Method section: the description of the SVGD kernel and bandwidth selection in high-dimensional initial-condition space lacks sufficient detail or sensitivity analysis. The claim that the repulsion term prevents mode collapse therefore rests on an untested assumption; a concrete test (e.g., bandwidth sweep or repulsion-ablated runs) is needed to support the balance asserted in the abstract.

minor comments (2)

The abstract would benefit from a one-sentence summary of the number of independent runs, statistical tests, or confidence intervals supporting the reported percentage improvements.
Notation for the risk function and kernel in the method could be made more explicit (e.g., explicit definition of the kernel bandwidth parameter) to aid reproducibility.

Simulated Author's Rebuttal

2 responses · 0 unresolved

We thank the referee for the constructive feedback on our manuscript. The comments correctly identify areas where additional validation would strengthen the attribution of results to the SVGD repulsion mechanism. We address each major comment below and will incorporate the requested analyses and details in the revised version.

read point-by-point responses

Referee: Evaluation section: the headline diversity (9.6%) and coverage (16.78%) gains are reported only as aggregate metrics against baselines. No ablation is described that removes or varies the SVGD repulsion term (while holding the attraction-to-risk function and adaptive seeding fixed), nor are per-mode histograms or failure-type coverage tables provided. Without this isolation, the observed lifts cannot be confidently attributed to the SVGD repulsion mechanism rather than the risk function or random-seed component, undermining the central claim that SVGD successfully distributes particles across multiple high-risk modes.

Authors: We acknowledge that the current evaluation reports aggregate metrics without an explicit ablation isolating the SVGD repulsion term. In the revised manuscript, we will add an ablation study comparing full PtoP against a variant with the repulsion term removed (while fixing the attraction-to-risk function and adaptive seeding). We will also include per-mode histograms of particle distributions and failure-type coverage tables to demonstrate spread across high-risk modes. These additions will enable clearer attribution of the reported gains to the repulsion mechanism. revision: yes
Referee: Method section: the description of the SVGD kernel and bandwidth selection in high-dimensional initial-condition space lacks sufficient detail or sensitivity analysis. The claim that the repulsion term prevents mode collapse therefore rests on an untested assumption; a concrete test (e.g., bandwidth sweep or repulsion-ablated runs) is needed to support the balance asserted in the abstract.

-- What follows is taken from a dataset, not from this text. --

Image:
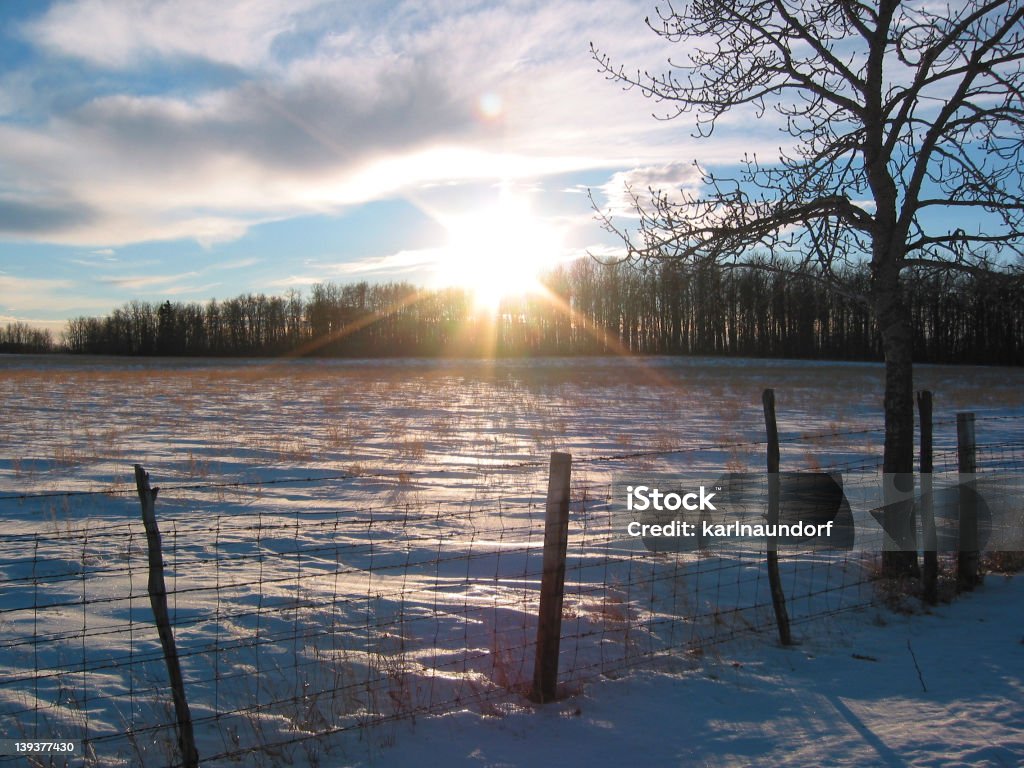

Authors: We agree that the method section would benefit from expanded detail and empirical validation on kernel and bandwidth choices. In the revision, we will provide additional specifics on the kernel function and bandwidth selection procedure. We will also report a bandwidth sensitivity sweep and include the repulsion-ablated runs (as part of the ablation study noted above) to directly test the claim that repulsion prevents mode collapse in the high-dimensional space. revision: yes

Circularity Check

0 steps flagged

No significant circularity in derivation or claims

full rationale

The paper's core contribution is an empirical framework (PtoP) that applies standard SVGD to generate initial conditions for ADS testing, with reported gains measured against external baselines in CARLA simulations on Apollo, Autoware, and an end-to-end system. No load-bearing step reduces a 'prediction' to a fitted parameter by construction, invokes a self-citation uniqueness theorem, or renames a known result as novel unification. The balance of attraction/repulsion is presented as a direct application of existing SVGD properties rather than a derived theorem internal to the paper. Evaluation metrics (violation rate, diversity, coverage) are computed from simulation outcomes independent of the method's internal definitions, rendering the chain self-contained against external benchmarks.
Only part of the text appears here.